Up to 60% of athletes show ECG changes, and some of these changes are often striking to look at. The Seattle ECG criteria is often used to separate the normal from the abnormal ECG in an athlete. This is important, as many normal athletes undergo cardiac angiography and even pacemaker surgery because of misinterpretation of their ECGs.
- Bradycardia: A low heart rate in an athlete should be self-evident—but it is not in the real world. Common normal athletic ECG patterns include: the inverted P-wave and junctional rhythm, Mobitz type I Wenckebach block, and sinus arrhythmia.
- Incomplete right bundle branch block (IRBBB): While only 10% of the general population has IRBBB, up to 40% of athletes have it as a normal pattern. This might be due to remodeling of the athletic right ventricle.
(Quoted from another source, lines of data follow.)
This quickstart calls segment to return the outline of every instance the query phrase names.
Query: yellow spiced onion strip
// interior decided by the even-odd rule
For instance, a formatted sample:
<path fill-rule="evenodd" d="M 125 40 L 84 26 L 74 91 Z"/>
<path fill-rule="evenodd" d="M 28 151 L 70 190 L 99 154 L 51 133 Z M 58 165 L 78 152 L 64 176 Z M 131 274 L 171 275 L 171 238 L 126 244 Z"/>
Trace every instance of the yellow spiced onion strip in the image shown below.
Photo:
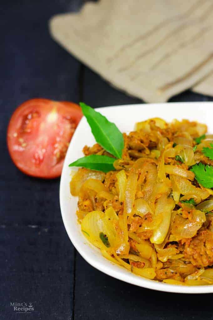
<path fill-rule="evenodd" d="M 165 165 L 165 170 L 166 173 L 169 173 L 169 174 L 179 176 L 180 177 L 188 179 L 192 181 L 194 179 L 195 174 L 193 172 L 184 169 L 179 166 Z"/>
<path fill-rule="evenodd" d="M 174 200 L 171 198 L 167 198 L 166 194 L 163 195 L 158 200 L 155 215 L 157 216 L 163 213 L 163 219 L 157 228 L 154 230 L 150 238 L 152 243 L 159 244 L 163 242 L 169 228 L 171 212 L 175 205 Z"/>

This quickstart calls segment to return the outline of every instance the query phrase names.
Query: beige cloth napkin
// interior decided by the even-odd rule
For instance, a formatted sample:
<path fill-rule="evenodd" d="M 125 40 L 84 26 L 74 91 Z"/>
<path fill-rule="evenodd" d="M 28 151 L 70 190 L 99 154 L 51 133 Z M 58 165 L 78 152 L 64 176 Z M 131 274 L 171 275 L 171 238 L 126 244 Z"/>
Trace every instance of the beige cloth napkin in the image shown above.
<path fill-rule="evenodd" d="M 194 86 L 210 89 L 213 18 L 212 0 L 100 0 L 53 17 L 49 27 L 54 39 L 112 85 L 160 102 Z"/>

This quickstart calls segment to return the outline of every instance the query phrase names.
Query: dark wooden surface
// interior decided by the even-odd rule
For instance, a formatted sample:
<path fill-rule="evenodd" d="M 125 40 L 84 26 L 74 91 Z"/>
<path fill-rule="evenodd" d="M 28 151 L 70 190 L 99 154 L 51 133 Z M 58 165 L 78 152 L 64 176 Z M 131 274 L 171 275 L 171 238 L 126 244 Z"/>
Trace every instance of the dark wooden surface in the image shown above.
<path fill-rule="evenodd" d="M 76 11 L 83 2 L 1 2 L 0 319 L 213 319 L 212 294 L 155 292 L 89 265 L 75 252 L 64 226 L 59 179 L 25 176 L 10 160 L 7 125 L 16 107 L 27 99 L 81 100 L 94 107 L 141 102 L 112 88 L 50 38 L 50 17 Z M 212 100 L 189 91 L 171 99 Z M 31 302 L 34 310 L 17 314 L 10 305 L 16 302 Z"/>

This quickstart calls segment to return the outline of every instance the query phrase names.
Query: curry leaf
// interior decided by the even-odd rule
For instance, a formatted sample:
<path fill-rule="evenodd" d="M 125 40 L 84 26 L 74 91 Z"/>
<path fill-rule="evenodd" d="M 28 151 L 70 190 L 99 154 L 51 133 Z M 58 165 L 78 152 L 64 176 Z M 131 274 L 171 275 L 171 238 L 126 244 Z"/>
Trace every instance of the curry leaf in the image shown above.
<path fill-rule="evenodd" d="M 183 159 L 181 156 L 179 156 L 179 155 L 178 155 L 177 156 L 175 156 L 175 160 L 176 161 L 179 161 L 180 162 L 182 162 L 183 163 L 184 162 Z"/>
<path fill-rule="evenodd" d="M 189 203 L 191 204 L 194 204 L 195 205 L 196 203 L 193 198 L 191 198 L 189 200 L 185 200 L 185 201 L 181 201 L 181 203 Z"/>
<path fill-rule="evenodd" d="M 96 142 L 110 153 L 121 158 L 124 138 L 115 124 L 85 103 L 80 102 L 80 105 Z"/>
<path fill-rule="evenodd" d="M 210 146 L 211 148 L 205 147 L 203 148 L 202 152 L 206 157 L 209 158 L 211 160 L 213 160 L 213 144 L 210 143 Z"/>
<path fill-rule="evenodd" d="M 213 167 L 199 162 L 190 170 L 195 174 L 195 179 L 200 184 L 205 188 L 213 188 Z"/>
<path fill-rule="evenodd" d="M 197 145 L 195 145 L 194 147 L 193 147 L 193 151 L 194 151 L 194 152 L 195 152 L 195 151 L 197 149 Z"/>
<path fill-rule="evenodd" d="M 110 244 L 108 240 L 108 238 L 106 235 L 104 234 L 103 232 L 100 232 L 99 236 L 102 241 L 107 248 L 110 248 Z"/>
<path fill-rule="evenodd" d="M 80 158 L 69 164 L 69 167 L 83 167 L 87 169 L 108 172 L 114 170 L 113 164 L 116 160 L 107 156 L 91 155 Z"/>

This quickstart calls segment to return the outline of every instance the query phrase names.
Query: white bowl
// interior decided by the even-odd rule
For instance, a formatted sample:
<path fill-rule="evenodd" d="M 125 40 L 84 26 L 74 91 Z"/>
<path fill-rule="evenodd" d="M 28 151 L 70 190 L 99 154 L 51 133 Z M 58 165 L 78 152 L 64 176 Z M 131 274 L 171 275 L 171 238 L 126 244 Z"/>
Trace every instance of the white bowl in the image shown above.
<path fill-rule="evenodd" d="M 168 122 L 174 118 L 197 120 L 207 124 L 209 132 L 213 132 L 213 107 L 212 102 L 183 102 L 131 105 L 100 108 L 97 110 L 110 121 L 114 122 L 122 132 L 133 130 L 135 122 L 158 117 Z M 103 257 L 99 250 L 89 244 L 84 236 L 76 214 L 78 198 L 72 196 L 70 192 L 71 173 L 75 169 L 69 168 L 68 165 L 83 156 L 82 150 L 84 146 L 91 146 L 95 142 L 89 126 L 84 117 L 70 144 L 61 179 L 60 199 L 63 221 L 70 240 L 80 254 L 99 270 L 133 284 L 169 292 L 213 292 L 213 285 L 189 286 L 169 284 L 134 275 Z"/>

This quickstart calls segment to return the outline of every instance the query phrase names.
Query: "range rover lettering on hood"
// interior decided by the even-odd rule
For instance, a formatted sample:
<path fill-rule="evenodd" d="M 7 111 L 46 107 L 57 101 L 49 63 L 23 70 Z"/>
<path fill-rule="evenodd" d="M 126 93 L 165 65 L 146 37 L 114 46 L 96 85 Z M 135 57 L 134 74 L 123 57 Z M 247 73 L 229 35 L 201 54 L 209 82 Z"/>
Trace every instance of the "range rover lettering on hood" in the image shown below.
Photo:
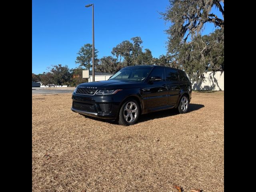
<path fill-rule="evenodd" d="M 86 88 L 87 89 L 96 89 L 97 87 L 85 87 L 83 86 L 80 86 L 79 88 Z"/>

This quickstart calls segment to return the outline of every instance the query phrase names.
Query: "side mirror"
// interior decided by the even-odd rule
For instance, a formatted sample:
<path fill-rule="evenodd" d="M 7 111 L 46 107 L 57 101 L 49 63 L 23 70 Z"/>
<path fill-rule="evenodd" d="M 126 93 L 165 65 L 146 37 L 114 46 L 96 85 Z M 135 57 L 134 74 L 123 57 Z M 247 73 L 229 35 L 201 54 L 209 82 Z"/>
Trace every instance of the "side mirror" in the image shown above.
<path fill-rule="evenodd" d="M 111 78 L 112 78 L 113 76 L 111 76 L 111 77 L 109 77 L 109 78 L 108 78 L 108 80 L 109 79 L 110 79 Z"/>
<path fill-rule="evenodd" d="M 162 78 L 159 76 L 156 76 L 154 77 L 151 77 L 149 79 L 149 81 L 159 81 L 162 80 Z"/>

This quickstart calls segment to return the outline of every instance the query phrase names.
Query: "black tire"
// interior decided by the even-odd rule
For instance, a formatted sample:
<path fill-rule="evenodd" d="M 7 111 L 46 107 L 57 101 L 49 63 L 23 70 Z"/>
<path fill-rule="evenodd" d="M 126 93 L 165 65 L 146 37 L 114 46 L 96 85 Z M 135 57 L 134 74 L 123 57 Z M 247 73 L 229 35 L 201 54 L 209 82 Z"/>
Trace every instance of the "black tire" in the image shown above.
<path fill-rule="evenodd" d="M 126 113 L 127 112 L 126 111 L 126 110 L 125 112 L 124 111 L 124 108 L 126 105 L 126 104 L 128 104 L 128 103 L 131 103 L 131 102 L 132 103 L 133 102 L 135 103 L 135 104 L 136 105 L 137 112 L 137 114 L 136 114 L 136 117 L 134 115 L 135 114 L 135 112 L 133 113 L 132 112 L 130 112 L 130 113 L 132 114 L 132 117 L 133 117 L 133 118 L 134 118 L 134 120 L 133 120 L 132 121 L 131 121 L 131 122 L 128 122 L 127 121 L 126 121 L 126 119 L 125 118 L 125 117 L 124 117 L 124 114 L 126 114 Z M 130 105 L 128 105 L 128 106 L 130 106 Z M 134 105 L 132 106 L 132 108 L 131 110 L 135 110 L 134 109 L 135 106 Z M 125 102 L 124 103 L 124 104 L 123 104 L 122 107 L 121 107 L 121 108 L 120 109 L 120 110 L 119 111 L 118 123 L 120 125 L 131 125 L 134 124 L 138 122 L 140 114 L 140 105 L 139 105 L 139 104 L 138 103 L 138 102 L 136 100 L 128 100 L 126 102 Z M 128 115 L 128 113 L 127 113 L 127 115 Z M 129 117 L 128 118 L 128 121 L 129 120 L 132 120 L 131 116 L 132 116 L 130 115 L 130 116 L 129 116 Z"/>
<path fill-rule="evenodd" d="M 184 105 L 184 104 L 187 104 Z M 178 110 L 180 113 L 186 113 L 188 112 L 188 107 L 189 106 L 189 100 L 186 95 L 183 95 L 181 97 L 180 102 L 179 102 L 179 106 L 178 108 Z"/>

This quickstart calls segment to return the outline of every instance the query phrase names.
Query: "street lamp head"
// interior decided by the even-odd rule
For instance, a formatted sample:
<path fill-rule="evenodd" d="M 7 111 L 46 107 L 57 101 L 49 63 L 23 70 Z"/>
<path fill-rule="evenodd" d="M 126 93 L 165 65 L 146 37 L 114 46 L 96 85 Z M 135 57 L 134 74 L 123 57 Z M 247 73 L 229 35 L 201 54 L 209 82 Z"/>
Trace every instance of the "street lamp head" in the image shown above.
<path fill-rule="evenodd" d="M 85 6 L 85 7 L 90 7 L 91 6 L 92 6 L 92 4 L 89 4 L 87 5 L 86 5 Z"/>

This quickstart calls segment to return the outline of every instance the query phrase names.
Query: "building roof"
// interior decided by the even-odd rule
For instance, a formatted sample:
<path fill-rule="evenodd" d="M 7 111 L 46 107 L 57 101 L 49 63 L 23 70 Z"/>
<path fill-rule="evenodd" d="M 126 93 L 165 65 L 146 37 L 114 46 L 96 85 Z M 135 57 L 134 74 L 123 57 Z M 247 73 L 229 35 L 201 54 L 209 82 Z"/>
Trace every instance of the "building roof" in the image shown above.
<path fill-rule="evenodd" d="M 94 72 L 95 74 L 95 75 L 114 75 L 113 73 L 100 73 L 100 72 Z M 90 71 L 89 72 L 89 75 L 92 75 L 92 72 Z"/>

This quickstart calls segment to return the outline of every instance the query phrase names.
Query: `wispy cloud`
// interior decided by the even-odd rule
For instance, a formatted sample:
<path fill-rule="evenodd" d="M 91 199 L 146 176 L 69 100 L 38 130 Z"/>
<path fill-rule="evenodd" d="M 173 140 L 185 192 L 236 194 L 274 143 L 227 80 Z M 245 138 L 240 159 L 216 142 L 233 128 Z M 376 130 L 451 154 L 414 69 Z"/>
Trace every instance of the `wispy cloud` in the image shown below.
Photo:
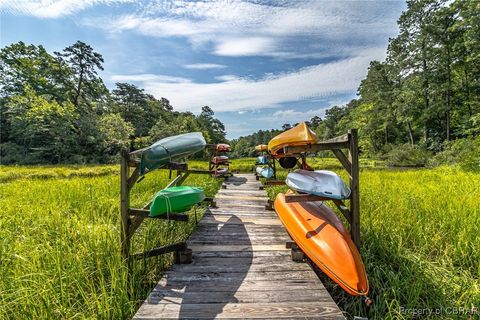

- Left ventricular hypertrophy (LVH): It is normal for athletes to have voltage criteria for LVH. Of course, it is abnormal when voltage criteria comes with other LVH related patterns, such as left atrial abnormality, ST-segment strain patterns, left axis deviation, etc.
- Early repolarization: It is common and normal for athletes to have early repolarization, including terminal QRS notching. The pattern is especially common in black athletes.
- T-wave changes: T-wave inversions can be normal, or they can be abnormal. Up to one in three black athletes have terminal T-wave inversions in leads V1–V4. T-wave inversion patterns which can be mistaken for anterior-wall ischemia. Paying attention to the location of the inversions, however, is important. Namely, it is normal to have T-wave inversions in leads V1–V4 but not in V5 or V6 and not with accompanying QRS abnormalities or frequent premature ventricular contractions (PVCs).
- Notable abnormal findings in athletes: Some of the abnormal ECG findings may include any complete left bundle branch block, intraventricular conduction delay (IVCD) greater than 140 ms, left atrial abnormality, right ventricular hypertrophy, Wolff-Parkinson-White (WPW) syndrome, QT prolongation (greater than 470 ms in males and 480 ms in females), high-degree AV block, atrial fibrillation/flutter, and high-density PVCs. Isolated (low-density) PVCs are considered benign.